Visible to the public A Generative Adversarial Learning Framework for Breaking Text-Based CAPTCHA in the Dark Web

TitleA Generative Adversarial Learning Framework for Breaking Text-Based CAPTCHA in the Dark Web
Publication TypeConference Paper
Year of Publication2020
AuthorsZhang, N., Ebrahimi, M., Li, W., Chen, H.
Conference Name2020 IEEE International Conference on Intelligence and Security Informatics (ISI)
Date PublishedNov. 2020
ISBN Number978-1-7281-8800-3
Keywordsautomated CAPTCHA breaking, cyber threat intelligence, dark web, generative adversarial networks, Human Behavior, human factors, pubcrawl

Cyber threat intelligence (CTI) necessitates automated monitoring of dark web platforms (e.g., Dark Net Markets and carding shops) on a large scale.
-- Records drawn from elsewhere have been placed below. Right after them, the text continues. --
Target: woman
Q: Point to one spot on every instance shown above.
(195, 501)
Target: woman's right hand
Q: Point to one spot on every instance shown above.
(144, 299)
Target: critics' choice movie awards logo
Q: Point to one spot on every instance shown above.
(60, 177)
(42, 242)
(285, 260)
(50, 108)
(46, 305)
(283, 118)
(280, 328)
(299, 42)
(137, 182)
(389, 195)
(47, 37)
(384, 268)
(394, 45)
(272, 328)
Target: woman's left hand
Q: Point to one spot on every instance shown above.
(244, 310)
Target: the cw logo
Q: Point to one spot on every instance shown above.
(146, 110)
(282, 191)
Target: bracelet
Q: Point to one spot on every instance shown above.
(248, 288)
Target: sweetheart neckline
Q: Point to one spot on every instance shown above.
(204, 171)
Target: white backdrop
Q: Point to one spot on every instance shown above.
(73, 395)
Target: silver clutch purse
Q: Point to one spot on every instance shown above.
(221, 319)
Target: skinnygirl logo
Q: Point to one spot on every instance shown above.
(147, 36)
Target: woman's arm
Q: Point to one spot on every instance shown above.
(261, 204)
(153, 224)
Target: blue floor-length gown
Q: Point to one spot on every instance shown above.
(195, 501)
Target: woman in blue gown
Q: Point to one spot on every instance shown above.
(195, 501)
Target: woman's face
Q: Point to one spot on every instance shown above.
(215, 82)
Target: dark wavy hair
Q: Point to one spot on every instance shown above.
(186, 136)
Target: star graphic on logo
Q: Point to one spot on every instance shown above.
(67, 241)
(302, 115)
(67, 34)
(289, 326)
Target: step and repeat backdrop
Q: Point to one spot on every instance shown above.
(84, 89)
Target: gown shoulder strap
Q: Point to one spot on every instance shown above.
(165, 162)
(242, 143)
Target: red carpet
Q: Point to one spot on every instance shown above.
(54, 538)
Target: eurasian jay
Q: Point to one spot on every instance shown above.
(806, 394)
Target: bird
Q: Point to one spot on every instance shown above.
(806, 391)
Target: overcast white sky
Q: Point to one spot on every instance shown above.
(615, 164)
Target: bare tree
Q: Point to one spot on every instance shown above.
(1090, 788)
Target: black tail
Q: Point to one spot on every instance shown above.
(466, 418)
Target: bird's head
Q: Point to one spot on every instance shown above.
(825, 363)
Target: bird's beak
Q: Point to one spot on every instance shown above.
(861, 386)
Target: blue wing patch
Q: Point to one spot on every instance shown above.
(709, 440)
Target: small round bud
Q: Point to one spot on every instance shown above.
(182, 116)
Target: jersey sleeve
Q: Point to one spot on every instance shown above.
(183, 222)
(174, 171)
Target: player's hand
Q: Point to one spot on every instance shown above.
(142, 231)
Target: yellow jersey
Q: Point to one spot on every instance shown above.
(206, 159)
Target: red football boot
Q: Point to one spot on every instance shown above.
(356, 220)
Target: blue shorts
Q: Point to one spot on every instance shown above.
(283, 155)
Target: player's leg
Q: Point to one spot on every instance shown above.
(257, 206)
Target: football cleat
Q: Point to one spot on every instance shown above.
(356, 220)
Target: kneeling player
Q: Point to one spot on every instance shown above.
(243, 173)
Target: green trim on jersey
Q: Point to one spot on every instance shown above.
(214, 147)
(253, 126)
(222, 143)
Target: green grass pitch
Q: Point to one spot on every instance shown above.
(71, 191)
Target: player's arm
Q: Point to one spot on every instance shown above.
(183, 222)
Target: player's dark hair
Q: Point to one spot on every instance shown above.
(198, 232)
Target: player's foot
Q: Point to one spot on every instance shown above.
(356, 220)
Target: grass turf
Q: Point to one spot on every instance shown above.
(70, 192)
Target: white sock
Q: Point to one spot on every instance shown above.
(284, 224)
While there are existing methods for collecting data from the surface web, large-scale dark web data collection is commonly hindered by anti-crawling measures. Text-based CAPTCHA serves as the most prohibitive type of these measures. Text-based CAPTCHA requires the user to recognize a combination of hard-to-read characters. Dark web CAPTCHA patterns are intentionally designed to have additional background noise and variable character length to prevent automated CAPTCHA breaking. Existing CAPTCHA breaking methods cannot remedy these challenges and are therefore not applicable to the dark web. In this study, we propose a novel framework for breaking text-based CAPTCHA in the dark web. The proposed framework utilizes Generative Adversarial Network (GAN) to counteract dark web-specific background noise and leverages an enhanced character segmentation algorithm. Our proposed method was evaluated on both benchmark and dark web CAPTCHA testbeds. The proposed method significantly outperformed the state-of-the-art baseline methods on all datasets, achieving over 92.08% success rate on dark web testbeds. Our research enables the CTI community to develop advanced capabilities of large-scale dark web monitoring.

Citation Keyzhang_generative_2020